Thursday, April 16, 2015

Thursday April 16, 2015...Preparing for the future

Most of your life you don'‬t think of the eventual ending. When you are young, you are preparing for the rest of your life. When you are a young adult, you are working to establish a good life. When you are an older working person, you are preparing for retirement. When you retire, you plan on all the things you have put off to do in your retirement. We all face an ending sometime, but we tend to put off thinking about it because we have more immediate things to think about.

I am now 10 years into my retirement and have end stage renal failure. That means that my kidneys quit functioning and without them my whole body would be poisoned and I would die. I am now on dialysis (a way to filter my bodily fluids so they don‬‬‬‬'‬t poison me). I was researching on the internet the life expectancy of someone on dialysis. It‬'s hard to be definitive because so much depends on the general health of each individual, but it appears that I should have between 3 and 10 years with an average of 5 years of life expectancy at this point. It‬'s good to be prepared. So many others have no idea of how much longer they will live and it is hard to budget and prepare when it is so nebulous. In my situation, I now know about how long I have and can no longer put off till some future date those things that I have always wanted to do but would get to later. Later is now.

Actually, it‬'s comforting to have a glimmer of my mortality. It helps me prepare and get said and done what needs to be.
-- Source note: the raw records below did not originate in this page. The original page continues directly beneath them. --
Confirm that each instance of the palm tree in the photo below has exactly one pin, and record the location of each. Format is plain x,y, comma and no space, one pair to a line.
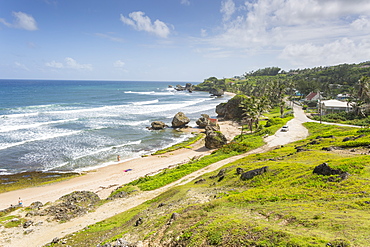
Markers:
253,108
363,92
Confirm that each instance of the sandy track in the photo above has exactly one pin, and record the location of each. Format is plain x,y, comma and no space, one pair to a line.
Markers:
113,176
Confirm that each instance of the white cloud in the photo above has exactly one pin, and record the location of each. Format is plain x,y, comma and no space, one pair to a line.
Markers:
227,9
185,2
21,66
296,29
140,22
344,50
362,23
22,21
110,37
54,64
69,63
203,33
119,64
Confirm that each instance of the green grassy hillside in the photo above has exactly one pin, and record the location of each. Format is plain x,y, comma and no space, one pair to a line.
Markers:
288,205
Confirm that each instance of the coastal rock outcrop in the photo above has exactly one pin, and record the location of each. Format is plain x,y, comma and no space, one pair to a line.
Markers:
203,121
216,92
188,87
215,139
158,125
72,205
180,120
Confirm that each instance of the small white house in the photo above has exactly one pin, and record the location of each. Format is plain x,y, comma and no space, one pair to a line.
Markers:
333,106
312,96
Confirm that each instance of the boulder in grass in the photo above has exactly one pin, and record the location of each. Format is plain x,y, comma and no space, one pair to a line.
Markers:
180,120
251,174
215,139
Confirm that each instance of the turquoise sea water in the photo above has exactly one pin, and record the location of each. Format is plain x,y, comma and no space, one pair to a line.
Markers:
81,125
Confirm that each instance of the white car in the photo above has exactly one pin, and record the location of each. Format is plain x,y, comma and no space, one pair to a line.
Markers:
285,128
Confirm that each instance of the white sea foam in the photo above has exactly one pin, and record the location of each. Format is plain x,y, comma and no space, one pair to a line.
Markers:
34,125
46,137
149,102
107,149
137,123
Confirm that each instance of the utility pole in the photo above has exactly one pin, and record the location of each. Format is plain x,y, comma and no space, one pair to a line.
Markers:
320,107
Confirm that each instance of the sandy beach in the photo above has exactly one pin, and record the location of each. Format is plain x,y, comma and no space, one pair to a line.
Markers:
104,180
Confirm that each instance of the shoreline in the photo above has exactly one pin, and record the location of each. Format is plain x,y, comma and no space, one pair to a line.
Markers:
104,180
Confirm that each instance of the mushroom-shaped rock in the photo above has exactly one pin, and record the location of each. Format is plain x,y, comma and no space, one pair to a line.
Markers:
158,125
203,121
180,120
216,92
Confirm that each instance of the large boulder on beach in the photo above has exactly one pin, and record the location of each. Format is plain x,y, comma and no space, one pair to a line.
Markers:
72,205
216,92
203,121
215,139
158,125
180,120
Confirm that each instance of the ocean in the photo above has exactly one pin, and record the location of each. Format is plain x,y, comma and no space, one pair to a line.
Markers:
50,125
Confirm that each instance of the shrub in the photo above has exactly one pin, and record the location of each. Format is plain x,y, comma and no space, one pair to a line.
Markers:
274,121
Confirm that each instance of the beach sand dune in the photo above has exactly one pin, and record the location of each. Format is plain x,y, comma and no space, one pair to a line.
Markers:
105,180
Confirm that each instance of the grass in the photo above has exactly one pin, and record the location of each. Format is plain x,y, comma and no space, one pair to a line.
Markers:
286,206
241,144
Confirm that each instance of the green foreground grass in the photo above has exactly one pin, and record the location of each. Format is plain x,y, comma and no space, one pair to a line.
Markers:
286,206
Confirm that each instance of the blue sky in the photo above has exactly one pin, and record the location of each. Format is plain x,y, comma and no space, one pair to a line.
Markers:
177,40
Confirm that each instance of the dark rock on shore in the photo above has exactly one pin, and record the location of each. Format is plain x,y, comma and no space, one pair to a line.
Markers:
212,128
158,125
72,205
216,92
180,120
203,121
251,174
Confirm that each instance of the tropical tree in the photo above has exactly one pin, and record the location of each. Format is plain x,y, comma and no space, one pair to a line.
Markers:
252,108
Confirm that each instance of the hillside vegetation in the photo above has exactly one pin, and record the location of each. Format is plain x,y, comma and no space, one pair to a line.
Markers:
288,205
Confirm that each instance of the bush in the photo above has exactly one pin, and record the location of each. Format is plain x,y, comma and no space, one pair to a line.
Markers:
274,121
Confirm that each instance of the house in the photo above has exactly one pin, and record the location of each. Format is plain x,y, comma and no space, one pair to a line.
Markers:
333,106
343,96
312,96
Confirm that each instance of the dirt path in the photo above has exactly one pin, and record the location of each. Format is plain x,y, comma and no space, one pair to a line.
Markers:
44,233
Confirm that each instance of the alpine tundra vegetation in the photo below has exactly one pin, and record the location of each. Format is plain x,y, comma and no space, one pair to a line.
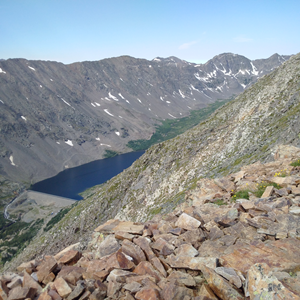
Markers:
201,216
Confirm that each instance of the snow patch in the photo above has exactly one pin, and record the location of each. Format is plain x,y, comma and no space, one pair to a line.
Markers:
11,158
69,142
181,94
112,97
106,110
254,70
67,103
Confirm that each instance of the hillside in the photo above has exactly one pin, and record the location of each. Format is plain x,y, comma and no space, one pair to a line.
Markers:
243,131
55,116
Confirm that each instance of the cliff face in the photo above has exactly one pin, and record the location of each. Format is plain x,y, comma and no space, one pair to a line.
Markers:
215,245
246,130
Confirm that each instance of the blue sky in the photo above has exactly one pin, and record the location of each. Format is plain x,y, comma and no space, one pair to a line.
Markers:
195,30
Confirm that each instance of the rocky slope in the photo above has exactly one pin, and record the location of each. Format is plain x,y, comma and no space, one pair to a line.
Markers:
54,116
243,131
215,245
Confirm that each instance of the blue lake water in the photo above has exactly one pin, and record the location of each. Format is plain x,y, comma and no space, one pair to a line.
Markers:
70,182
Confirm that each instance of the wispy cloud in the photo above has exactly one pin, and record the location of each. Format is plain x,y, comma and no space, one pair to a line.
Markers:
242,39
187,45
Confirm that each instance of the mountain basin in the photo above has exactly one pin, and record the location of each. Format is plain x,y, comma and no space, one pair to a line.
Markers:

I have had a wonderful life up to and including this point. I can‬'t complain. Looking forward, I want to finish up some projects around the house and leave some notes behind of thoughts I have had and knowledge that I have gained. I‬'m really not sure what lies ahead, after death, but it might be a new adventure in another realm. I will go ahead of many of you and be waiting on the other side. It‬'s hard to think that this persona that I have developed over all these years will cease to exist – it seems to be a form of energy and, as we all know, energy cannot be destroyed – it can only change form. I hope that the I of me will continue to exist in this vast multiverse. If not, I suppose I won'‬t know the difference.
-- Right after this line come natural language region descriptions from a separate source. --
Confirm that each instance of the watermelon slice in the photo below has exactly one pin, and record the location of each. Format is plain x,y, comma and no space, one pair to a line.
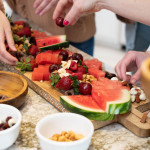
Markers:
107,93
86,106
93,63
52,42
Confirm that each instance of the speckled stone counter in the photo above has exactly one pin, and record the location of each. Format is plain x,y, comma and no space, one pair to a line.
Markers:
112,137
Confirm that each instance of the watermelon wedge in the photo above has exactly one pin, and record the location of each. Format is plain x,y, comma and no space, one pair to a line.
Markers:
111,96
86,106
52,42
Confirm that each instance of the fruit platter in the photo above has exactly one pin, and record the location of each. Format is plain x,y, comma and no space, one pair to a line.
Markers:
73,81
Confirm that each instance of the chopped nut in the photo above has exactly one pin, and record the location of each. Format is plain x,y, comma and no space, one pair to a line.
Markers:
144,117
66,136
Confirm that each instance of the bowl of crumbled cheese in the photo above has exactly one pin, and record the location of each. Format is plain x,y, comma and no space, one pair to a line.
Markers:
65,131
10,120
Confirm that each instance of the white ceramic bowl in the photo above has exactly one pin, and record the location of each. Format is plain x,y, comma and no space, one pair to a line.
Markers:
55,123
9,136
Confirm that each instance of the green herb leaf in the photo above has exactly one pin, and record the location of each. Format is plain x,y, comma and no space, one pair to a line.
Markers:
16,38
80,62
54,78
86,68
28,60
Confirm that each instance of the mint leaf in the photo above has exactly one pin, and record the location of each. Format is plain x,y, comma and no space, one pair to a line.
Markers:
16,38
28,60
54,78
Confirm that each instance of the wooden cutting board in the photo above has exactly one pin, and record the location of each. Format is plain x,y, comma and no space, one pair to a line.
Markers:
130,120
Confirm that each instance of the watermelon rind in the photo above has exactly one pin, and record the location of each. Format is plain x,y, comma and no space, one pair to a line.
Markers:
93,114
55,46
120,106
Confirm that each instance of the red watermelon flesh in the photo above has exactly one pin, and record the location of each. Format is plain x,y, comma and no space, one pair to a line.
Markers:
85,101
55,59
101,97
106,90
96,73
93,63
48,41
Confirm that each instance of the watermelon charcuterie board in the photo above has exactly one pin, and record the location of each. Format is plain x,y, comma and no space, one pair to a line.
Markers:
130,120
73,81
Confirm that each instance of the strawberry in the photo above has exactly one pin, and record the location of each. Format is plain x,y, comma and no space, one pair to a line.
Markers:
64,83
78,74
33,50
27,64
73,66
81,69
24,32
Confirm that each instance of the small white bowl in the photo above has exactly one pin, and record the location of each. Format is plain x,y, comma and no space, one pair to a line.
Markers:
56,123
9,136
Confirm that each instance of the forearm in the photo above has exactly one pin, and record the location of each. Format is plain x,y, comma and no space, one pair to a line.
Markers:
138,10
2,6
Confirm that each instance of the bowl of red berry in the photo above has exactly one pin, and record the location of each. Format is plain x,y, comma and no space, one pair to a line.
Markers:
10,120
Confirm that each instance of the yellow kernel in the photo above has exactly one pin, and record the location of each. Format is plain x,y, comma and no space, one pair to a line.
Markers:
63,133
79,136
61,138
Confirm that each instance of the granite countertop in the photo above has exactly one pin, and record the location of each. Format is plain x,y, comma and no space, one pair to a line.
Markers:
111,137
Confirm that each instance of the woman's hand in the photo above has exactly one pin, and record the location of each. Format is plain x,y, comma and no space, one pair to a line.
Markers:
75,8
131,62
42,6
5,32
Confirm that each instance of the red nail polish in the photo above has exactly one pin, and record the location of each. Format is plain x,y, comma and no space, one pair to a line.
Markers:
66,22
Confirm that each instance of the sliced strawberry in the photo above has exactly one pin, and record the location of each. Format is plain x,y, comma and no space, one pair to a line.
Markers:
64,83
24,32
78,74
33,50
81,69
73,66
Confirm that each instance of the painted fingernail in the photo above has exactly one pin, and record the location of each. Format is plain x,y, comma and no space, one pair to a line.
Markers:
133,81
66,22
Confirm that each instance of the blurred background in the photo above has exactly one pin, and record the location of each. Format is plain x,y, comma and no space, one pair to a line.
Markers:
109,38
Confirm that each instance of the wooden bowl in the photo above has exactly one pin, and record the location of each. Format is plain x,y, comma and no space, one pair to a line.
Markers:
14,86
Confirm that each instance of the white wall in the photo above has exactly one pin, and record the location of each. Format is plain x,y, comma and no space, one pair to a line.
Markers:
110,31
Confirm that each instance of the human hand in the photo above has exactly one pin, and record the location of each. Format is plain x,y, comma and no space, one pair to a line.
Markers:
42,6
5,32
75,8
131,62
I know that I don‬‬‬‬'‬t want burial – just cremation and ashes scattered in locations where my daughters and family will have pleasant thoughts remembering. I don‬‬‬‬'‬t want a long drawn out end-of-life sequence where they extend, by mechanical means, a miserable life for a short time. I‬'m quite ready to accept a quick and painless death without a lot of fanfare. Many of my friends and loved ones have preceded me and I look forward to spending some time getting reacquainted. I guess the question is: does time exist in eternity? And are there alternate universes where I exist without the dialysis? Many things we don‬‬‬‬'‬t know and may not find out, ever. But I‬'m glad I lived when I lived and how I lived and am glad for all the friends and family who shared this time with me. It has been exceptional.

Friday, April 10, 2015

Friday April 10, 2015...Afterthoughts of Iraq

We're hearing the war hawks speaking again about war - with Iran.

They are once again saying how easy it will be and how necessary it is.

We've heard this all before.

Before we invaded Iraq, all of the Bush administration cronies and war hawks in Congress were saying that the Iraq War would be easy, quick and relatively painless.
In March of 2003, Dick Cheney told Bob Scheiffer on Face The Nation that, "I'm confident that our troops will be successful, and I think it'll go relatively quickly ... Weeks rather than months."
Just a few months later, Condoleezza Rice proclaimed that, "I do not mean that we will need to maintain a military presence in Iraq as was the case in Europe."
And, then-Chairman of the Defense Policy Board and current Senior Fellow at the conservative American Enterprise Institute Richard Perle said that, "And a year from now, I'll be very surprised if there is not some grand square in Baghdad that is named after President Bush. There is no doubt that, with the exception of a very small number of people close to a vicious regime, the people of Iraq have been liberated and they understand that they've been liberated. And it is getting easier every day for Iraqis to express that sense of liberation."
Well, first of all, there is no "grand square" in Baghdad right now named after George Bush.
But more importantly, every single comment made back then about the Iraq War was wrong.
As we all know, the war that was supposed to last a few months AT MOST has been dragged out for 12 years.
Since the Iraq War began on March 19, 2003, there have been 4,493 US military deaths in Iraq, and at least 32,021 soldiers have been wounded.
And those numbers don't include the tens of thousands of Iraqis - civilian and otherwise - who lost their lives during the war.
Simply put, the Iraq War wasn't easy, it wasn't quick and it certainly wasn't painless.
Instead, it's been one of the longest and deadliest wars in US history.